Mobilisant Polanyi et Godelier, l'auteur rappelle que les objets monétaires avaient toute sorte de significations, qu'ils étaient notamment des marqueurs de statut ou de rang. Inversement, au Moyen-âge les moyens de paiements n'étaient (déjà) pas limités aux monnaies frappées par les souverains : services (dont la prière!), terres, objets précieux, travail étaient des moyens de paiement.

Le chapitre 10, consacré aux moyens de paiement, développe cela. On y voit aussi des controverses que les dogmes simplificateurs des économistes ignorent superbement, le poids des découvertes (les trésors monétaires sont des trésors de renseignement) quand elles confirment ou infirment les grandes idées, les faiblesses de présentations qui peuvent concourir à transformer une économie d'autrefois  en une variante des économies étudiées par les anthropologues dans les sociétés les plus démunies du globe .

Bref la réalité des trouvailles archéologiques rebat régulièrement les cartes entre une économie exclusivement monétaire que la tradition libérale nous impose en quelque sorte de rechercher et la présentation d'une économie sans besoin de monnaie que la tentation anthropologique pourrait nous induire à construire.

L'œil que je garde toujours ouvert sur le présent m'a livré une occasion de repenser à cela.

Le député Vojetta, dont le principal titre de gloire est d'avoir tombé l'homme politique le plus détesté de France, est sorti de la torpeur estivale pour estimer dans un tweet remarqué qu'il convenait d'oublier les absurdités démagogiques sur l’interdiction de prendre l’✈️ ou celle des jets privés et proposer de parler plutôt d’1 combat réaliste contre le réchauffement : réfléchir ensemble aux moyens de modérer le caractère énergivore des monnaies virtuelles dont le #Bitcoin (99% spéculatif) .
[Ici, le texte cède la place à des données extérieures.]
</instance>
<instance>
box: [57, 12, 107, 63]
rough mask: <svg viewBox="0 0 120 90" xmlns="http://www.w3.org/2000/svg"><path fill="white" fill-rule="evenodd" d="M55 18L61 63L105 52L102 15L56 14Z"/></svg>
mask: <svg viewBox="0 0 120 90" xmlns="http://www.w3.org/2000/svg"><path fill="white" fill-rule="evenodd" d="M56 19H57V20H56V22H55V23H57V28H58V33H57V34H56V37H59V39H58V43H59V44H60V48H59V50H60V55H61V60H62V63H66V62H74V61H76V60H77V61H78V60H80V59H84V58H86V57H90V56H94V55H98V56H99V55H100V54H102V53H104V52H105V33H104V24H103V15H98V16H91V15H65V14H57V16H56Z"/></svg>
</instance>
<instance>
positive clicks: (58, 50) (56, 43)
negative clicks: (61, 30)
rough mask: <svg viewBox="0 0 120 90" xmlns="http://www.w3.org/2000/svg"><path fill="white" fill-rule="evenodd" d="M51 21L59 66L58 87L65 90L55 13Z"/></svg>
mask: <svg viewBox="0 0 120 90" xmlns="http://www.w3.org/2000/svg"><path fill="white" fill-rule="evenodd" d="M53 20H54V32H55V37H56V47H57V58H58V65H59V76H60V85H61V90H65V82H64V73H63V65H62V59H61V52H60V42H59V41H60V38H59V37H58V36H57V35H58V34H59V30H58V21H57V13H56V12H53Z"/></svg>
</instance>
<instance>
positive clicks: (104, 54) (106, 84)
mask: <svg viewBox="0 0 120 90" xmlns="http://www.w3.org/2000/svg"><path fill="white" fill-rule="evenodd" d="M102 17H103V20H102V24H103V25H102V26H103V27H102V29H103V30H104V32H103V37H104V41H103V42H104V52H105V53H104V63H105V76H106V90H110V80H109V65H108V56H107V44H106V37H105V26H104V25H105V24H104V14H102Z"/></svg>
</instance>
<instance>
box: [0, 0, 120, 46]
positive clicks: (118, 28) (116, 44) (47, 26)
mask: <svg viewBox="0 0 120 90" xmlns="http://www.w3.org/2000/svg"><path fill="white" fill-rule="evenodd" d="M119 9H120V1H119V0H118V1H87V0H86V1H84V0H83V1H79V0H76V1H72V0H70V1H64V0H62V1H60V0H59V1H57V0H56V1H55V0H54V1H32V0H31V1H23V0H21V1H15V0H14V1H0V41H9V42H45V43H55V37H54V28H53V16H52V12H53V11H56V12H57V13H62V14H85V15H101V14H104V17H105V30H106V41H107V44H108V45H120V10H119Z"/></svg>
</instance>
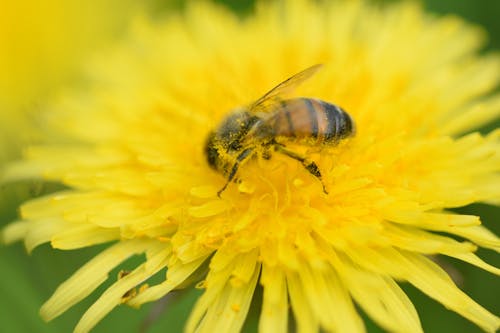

Parmi les polémiques, sous-polémiques et contre-feux divers suscités par cette brillante idée, il n'a pas été possible d'échapper à l'usuelle critique sur la faiblesse de l'usage de Bitcoin comme moyen de paiement ordinaire.

 Quels sont ces 10% des Français qui utilisent les monnaies virtuelles ?  demandait-il.

En resserrant sa question sur des usages de paiement, clairement, on n'y est pas ! Il ne saurait être question de le nier et le Journal du Net a d'ailleurs proposé une réflexion sur ce thème au même moment : les achats en bitcoins : tout le monde en parle, personne ne paie. Trop de raisons y concourent encore actuellement :

  • l'effet de réseau toujours insuffisant ;
  • la démarche purement marketing de la presque totalité des commerces ayant annoncé qu'ils acceptaient Bitcoin ;
  • la maintenance problématique des interfaces de transaction, de change et de comptabilisation qui, du moins jusqu'à la période récente, restreignent très vite l'impact de l'annonce initiale aux commerçants réellement militants. Les choses changeront-elles? Le problème a été abordé à Surfin Bitcoin par Nicolas Dorier, créateur de BTCPay Server ou Jean-Christophe Busnel, managing Partner de StackinSat devant un auditoire fort nombreux. En ligne bientôt ?
  • enfin, il faut le souligner : l'absurde législation française qui (conçue par des gens qui expliquent ensuite benoitement que Bitcoin n'est pas une monnaie) en empêche dans la pratique l'usage comme instrument de paiement courant puisque chaque transaction individuelle déclenche les obligations déclaratives intrusives et les calculs un peu contre-intuitifs du formulaire Cerfa 2086.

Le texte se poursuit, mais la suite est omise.